The parties had signed a co-existence agreement regulating their respective uses of the name and prohibiting one party from objecting to use and registration of the OMEGA name by the other in certain defined circumstances.
Specifically, the Swiss company had agreed not to object to use or registration by the American company of OMEGA in respect of the following goods:
Instruments and apparatus intended for a scientific or industrial application in measuring, signalling, checking, displaying or recording heat or temperature (including such having provision to record heat or temperature over a period of time and/or to display the time of day).
The American company applied for a UK trade mark in respect of the above goods in class 14. The Swiss company opposed the application, relying on earlier rights in OMEGA in class 14. The American company asserted that the opposition should be rejected on the basis that signature of the agreement by the Swiss company amounted to consent to their application under Section 5(5) of the UK Trade Marks Act 1994.
The Swiss company argued that on proper construction of the agreement, their agreement not to object should only apply to applications made in class 9 and that, in any event, private agreements were irrelevant to an objection on relative grounds.
The High Court found that the agreement concerned use of the marks in trade, so to interpret the relevant goods by reference to the classification system would be nonsensical.
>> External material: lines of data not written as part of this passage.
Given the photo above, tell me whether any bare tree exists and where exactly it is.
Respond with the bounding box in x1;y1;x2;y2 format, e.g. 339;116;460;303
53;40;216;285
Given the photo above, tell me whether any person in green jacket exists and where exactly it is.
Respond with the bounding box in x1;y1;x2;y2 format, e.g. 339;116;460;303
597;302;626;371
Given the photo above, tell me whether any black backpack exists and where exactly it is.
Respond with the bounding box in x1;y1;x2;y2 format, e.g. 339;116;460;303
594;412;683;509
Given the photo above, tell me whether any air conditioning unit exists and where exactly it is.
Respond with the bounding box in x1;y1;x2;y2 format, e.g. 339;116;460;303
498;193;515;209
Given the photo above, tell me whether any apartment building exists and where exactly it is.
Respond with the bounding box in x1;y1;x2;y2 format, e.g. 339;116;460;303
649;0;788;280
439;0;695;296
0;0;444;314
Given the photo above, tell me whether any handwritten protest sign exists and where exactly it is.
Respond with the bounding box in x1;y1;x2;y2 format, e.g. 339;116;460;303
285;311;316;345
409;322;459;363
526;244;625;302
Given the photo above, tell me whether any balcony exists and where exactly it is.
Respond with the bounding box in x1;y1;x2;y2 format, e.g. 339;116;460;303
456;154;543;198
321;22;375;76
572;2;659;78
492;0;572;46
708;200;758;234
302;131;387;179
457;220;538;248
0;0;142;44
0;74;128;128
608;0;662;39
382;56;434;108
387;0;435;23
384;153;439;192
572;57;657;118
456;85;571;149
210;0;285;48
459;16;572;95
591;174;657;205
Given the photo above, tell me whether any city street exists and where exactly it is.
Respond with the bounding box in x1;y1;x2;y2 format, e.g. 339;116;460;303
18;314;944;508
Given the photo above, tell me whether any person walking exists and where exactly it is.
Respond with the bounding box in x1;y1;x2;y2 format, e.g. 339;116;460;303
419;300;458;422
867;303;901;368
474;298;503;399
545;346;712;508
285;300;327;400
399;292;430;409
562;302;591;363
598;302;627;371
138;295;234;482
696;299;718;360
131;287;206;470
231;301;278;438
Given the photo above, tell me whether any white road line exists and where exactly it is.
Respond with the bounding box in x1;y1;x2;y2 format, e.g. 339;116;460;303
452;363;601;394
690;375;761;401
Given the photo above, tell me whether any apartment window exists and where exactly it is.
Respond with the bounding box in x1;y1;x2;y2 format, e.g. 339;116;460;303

The court also dismissed the assertion that private agreements were irrelevant to oppositions on relative grounds. The court noted that in such proceedings, the examiner was limited to examination of the ‘facts, evidence and arguments’ but found the existence of an agreement to be a ‘very palpable fact’ which could certainly be taken into account
Following this decision, it seems clear that the UK High Court will uphold the terms of trade mark co-existence agreements properly concluded between two parties. However, it is less clear whether OHIM will take such agreements into account, as there is no equivalent provision regarding consent for opposition proceedings, although 53(3) does provide that a CTM may not be declared invalid where the proprietor of the earlier right has consented to the later registration.